The norm of couplehood also limits the kinds of lives people can imagine for themselves, experts say. For example, people might forego having children because they haven’t met a partner, without considering possibilities such as raising kids with a friend, Cohen said. They might spend energy dating when they’re actually quite happy being single, like one divorced woman who told Cohen that she thought she “had a hole in her life that she needed to fill” — until she realized that one of her close friendships already filled it.

Getting rid of “compulsory couplehood” is good for everyone

Progress starts with an examination of the many policies that make social and economic benefits contingent on marriage. Congress should broaden the Family and Medical Leave Act to allow people to take time to care for those beyond their immediate family, DePaulo said. Similarly, housing policy could incentivize the construction of more types of homes to accommodate more types of relationships — many of Moorman’s research participants “want to start a commune” and “live in this Golden Girls house” as they age, she said. Medical care, too, needs to be more accessible to single people, who may have more trouble finding someone to pick them up from a procedure like a colonoscopy or surgery, or to care for them afterward.

A variety of legal reforms could protect people in non-marital relationships, Cohen said.
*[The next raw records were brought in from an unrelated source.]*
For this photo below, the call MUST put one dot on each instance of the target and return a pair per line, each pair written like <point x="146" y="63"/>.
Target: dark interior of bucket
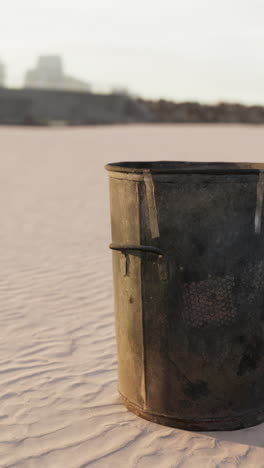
<point x="183" y="166"/>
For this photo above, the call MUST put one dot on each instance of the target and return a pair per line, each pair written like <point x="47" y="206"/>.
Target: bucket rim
<point x="183" y="167"/>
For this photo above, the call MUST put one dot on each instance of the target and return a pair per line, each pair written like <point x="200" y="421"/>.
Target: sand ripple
<point x="58" y="382"/>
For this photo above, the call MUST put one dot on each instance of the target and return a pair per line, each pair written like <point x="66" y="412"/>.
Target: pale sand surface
<point x="58" y="385"/>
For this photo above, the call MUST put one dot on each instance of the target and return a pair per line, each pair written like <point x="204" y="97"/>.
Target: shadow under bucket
<point x="188" y="264"/>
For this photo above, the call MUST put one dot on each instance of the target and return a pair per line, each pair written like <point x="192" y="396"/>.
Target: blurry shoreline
<point x="46" y="107"/>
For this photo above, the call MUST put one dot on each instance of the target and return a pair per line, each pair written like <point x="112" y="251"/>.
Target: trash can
<point x="188" y="267"/>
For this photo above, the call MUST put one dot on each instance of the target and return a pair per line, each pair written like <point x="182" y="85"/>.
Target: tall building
<point x="49" y="73"/>
<point x="2" y="74"/>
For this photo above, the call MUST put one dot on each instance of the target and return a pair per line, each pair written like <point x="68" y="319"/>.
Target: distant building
<point x="2" y="75"/>
<point x="49" y="73"/>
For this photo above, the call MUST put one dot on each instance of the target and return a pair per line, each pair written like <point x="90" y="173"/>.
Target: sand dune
<point x="58" y="380"/>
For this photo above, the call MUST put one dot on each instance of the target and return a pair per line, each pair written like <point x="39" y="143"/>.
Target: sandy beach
<point x="58" y="386"/>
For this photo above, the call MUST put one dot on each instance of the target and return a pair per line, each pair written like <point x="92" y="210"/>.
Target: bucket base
<point x="241" y="421"/>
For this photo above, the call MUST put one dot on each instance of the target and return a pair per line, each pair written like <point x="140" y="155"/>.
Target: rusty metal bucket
<point x="188" y="264"/>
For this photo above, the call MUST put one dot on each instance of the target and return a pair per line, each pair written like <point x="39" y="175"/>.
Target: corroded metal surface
<point x="189" y="292"/>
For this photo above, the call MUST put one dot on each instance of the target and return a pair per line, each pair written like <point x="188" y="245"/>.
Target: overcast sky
<point x="208" y="50"/>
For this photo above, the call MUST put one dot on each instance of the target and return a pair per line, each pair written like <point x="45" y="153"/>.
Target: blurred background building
<point x="2" y="74"/>
<point x="49" y="74"/>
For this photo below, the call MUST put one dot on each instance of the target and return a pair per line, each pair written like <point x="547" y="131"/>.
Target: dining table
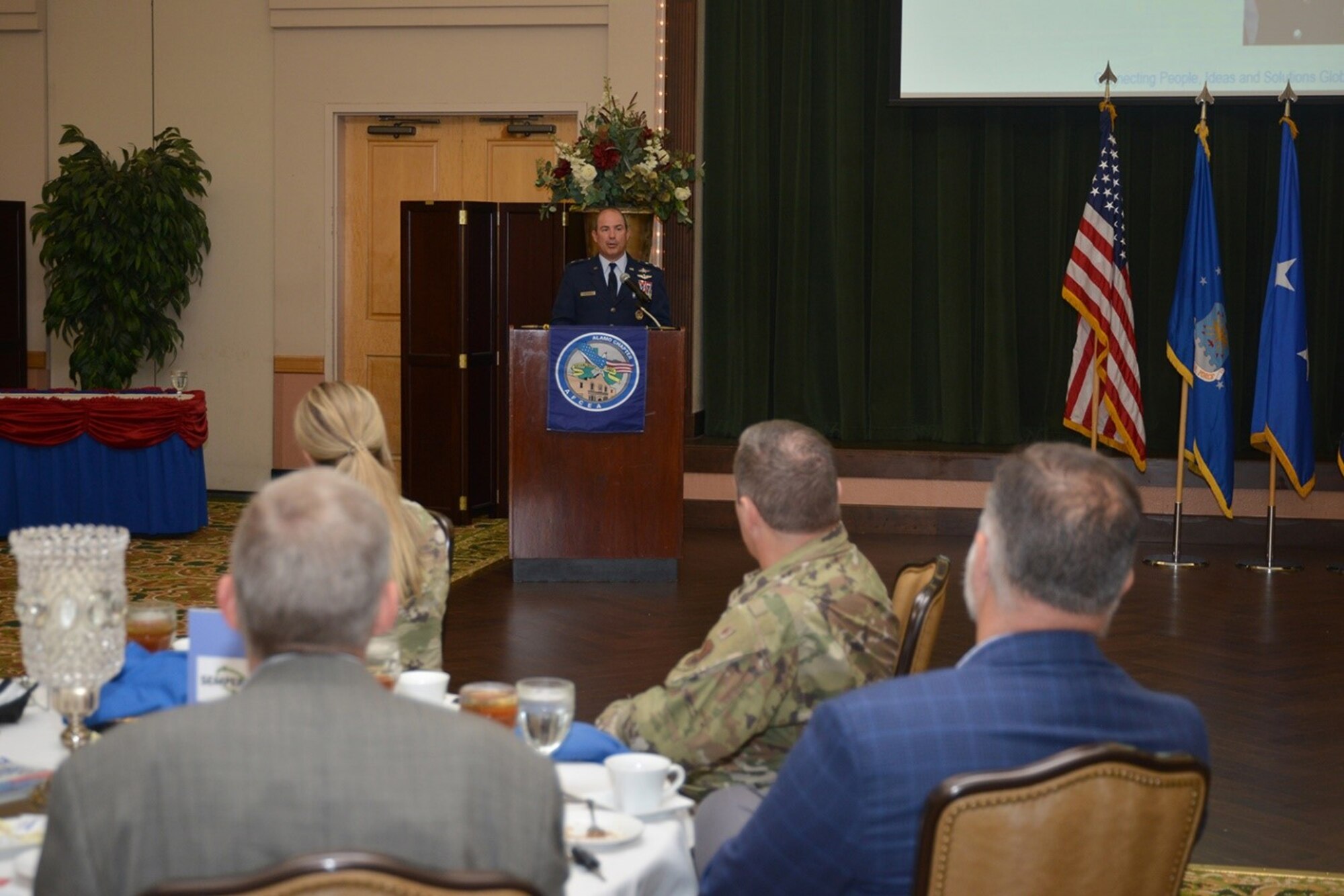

Some legal scholars recommend a kind of registry where people could designate someone to handle legal and medical decisions if they become incapacitated — essentially “the legal equivalent of an emergency contact,” Cohen explained.

Another option would be a legal alternative to marriage, similar to domestic partnership laws but with the flexibility for people to choose the rights and obligations they want to share — like medical decision-making — and even to spread those rights out among multiple people. A 2009 Colorado law, for example, allows any two adults to enter into a designated beneficiary agreement that includes rights in 16 categories, most around health or finance, Cohen writes in her book.

Reforms to paid leave and other policies help everyone, including couples, Coontz said. Twentieth-century work and family policies were built on the idea that workers were men with stay-at-home wives to handle chores and child care. Changing those policies now helps single people, but also anyone without a stay-at-home spouse (which is most Americans). “The more that you support people in their increasingly independent work lives and large parts of their lives that they do live single, the more you are actually supporting them once they marry,” Coontz said.

On a broader, cultural level, Americans need “more pluralism in what a good life looks like,” Cohen told Vox — a reduction in stigma, but also a shared sense that multiple paths, single or partnered, are valid.